The driver protection scheme doesn’t limit all potential spikes, as this could include musically-important transients, but limits (as indicated by a blinking K+H logo) only when a voice coil is in danger of thermal overload or a power amp could overheat. Well done.
At the risk of sounding like an audiophile mag reviewer, I’d describe the O 300 as detailed, wide-ranged, and effortless—no ear fatigue here. Playing our favorite commercial CDs revealed depth and width in the soundstage. It seemed we could hear where the horn section players were standing on Calexico’s “The Black Light,” and double kick lines were punchy and defined in Lamb of God’s “As the Palaces Burn.”
At the micro level, the O 300s produced extensive detail. This was a great help for catching potential tracking issues. From a ticking pendant timepiece, to low-level HVAC noise, to where sampled piano notes looped, nothing got past the O 300s.
While the O 300s didn’t lack low end, Dave Hidek, our chief mixing engineer, wanted a sub’s extension and accuracy beyond the ported cabinet’s frequency response, which extends to 33Hz. Enter the O 800: Designed as a component to this system, we could skip the obligatory crossover point setup as the sub’s 24dB/octave Linkwitz-Riley filter (at 90Hz) dovetailed perfectly with the O 300s, and the rear-panel level and low cut controls allowed fine-tuning the O 800 for our room. The driver features a long-excursion design type (a full range of about 40mm), which contributes to an articulate low end that is delightfully free of tubbiness, while helping to avoid damage to the cone. If anything, the sub was a little too much for rock and country applications in our room; however, H, a visiting rap engineer, was very pleased with the output, and the sub does have a level control, which makes situations like this a bit more manageable. If you’re looking for a sub (whether with K+H mains or not), consider the O 800—it provides a great mix of extension and precision. And while cosmetically attractive, the fine-mesh wire also protects the loudspeaker cone from the wayward foot. Smart!
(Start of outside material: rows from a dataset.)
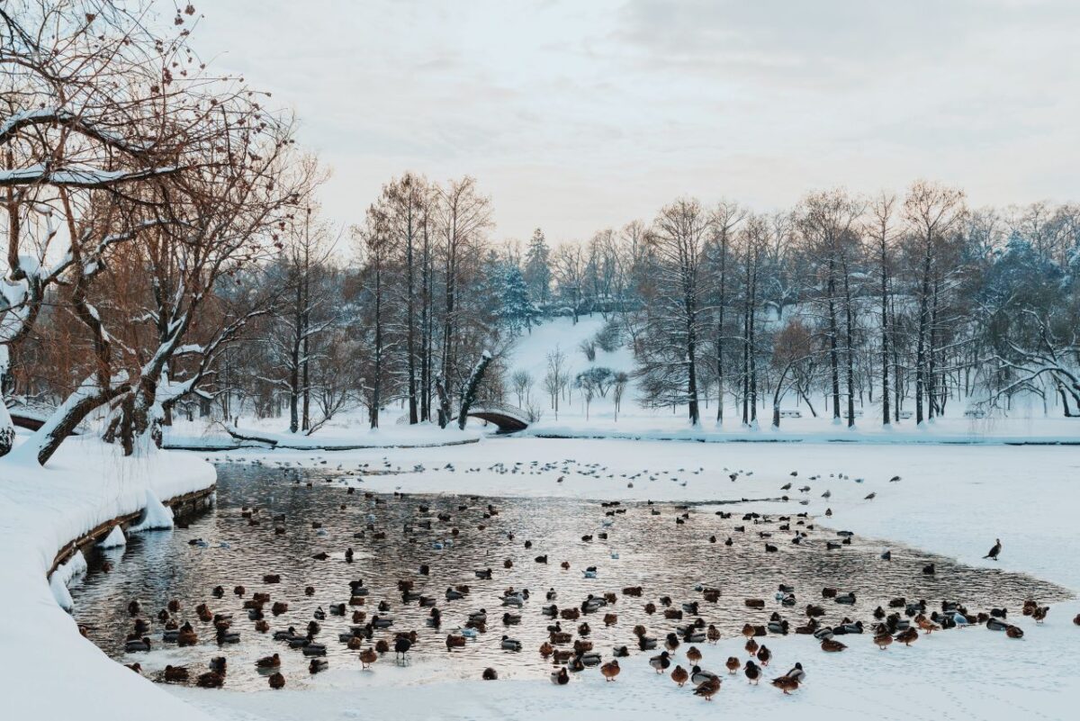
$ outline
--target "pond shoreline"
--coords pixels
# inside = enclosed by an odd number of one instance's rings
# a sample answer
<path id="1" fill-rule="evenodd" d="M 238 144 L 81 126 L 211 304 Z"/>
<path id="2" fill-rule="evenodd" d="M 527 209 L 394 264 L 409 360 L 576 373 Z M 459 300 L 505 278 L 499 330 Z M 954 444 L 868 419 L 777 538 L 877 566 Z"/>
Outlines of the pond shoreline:
<path id="1" fill-rule="evenodd" d="M 57 603 L 49 574 L 80 545 L 137 519 L 151 499 L 184 511 L 211 502 L 217 475 L 201 458 L 170 451 L 122 458 L 72 437 L 45 467 L 0 459 L 0 693 L 11 718 L 207 718 L 83 638 Z M 67 570 L 67 569 L 65 569 Z M 57 679 L 63 679 L 57 686 Z"/>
Reviews often pigeonhole monitors as either “accurate” (and possibly fatiguing over long hours) or “pleasing,” which may gloss over sonic problems. The O 300 proves that a speaker can deliver the best of both worlds, as this design is both revealing and a pleasure to use. Granted, the O 300 won’t produce the “ear-bleed” levels of some other monitors (though they play to a max SPL in half space at 3-percent THD/1m of 112.8dB/SPL and adding the sub adds another 10dB above that), but that won’t matter to pros who value their hearing. And while not K+H’s fault, the U.S. dollar’s weakness vs. the Euro will put a damper on North American sales. But minor items aside, these are some of the best mixing speakers I have ever heard. It was a sad day here at Treelady when we had to return them.
Product type: High-end, three-way monitor speakers (and sub-woofer).
Target market: Recording studios and mastering suites.
Strengths: Accurate, yet pleasing sound reproduction. Non-fatiguing. Horizontal design fits contemporary studio setups. Wave guide implementation provides accurate sweet spot without comb filtering. Voice coil protection circuitry.
Limitations: Dollar vs. Euro exchange rate makes them pricey. Not as loud at max volume as competing monitors.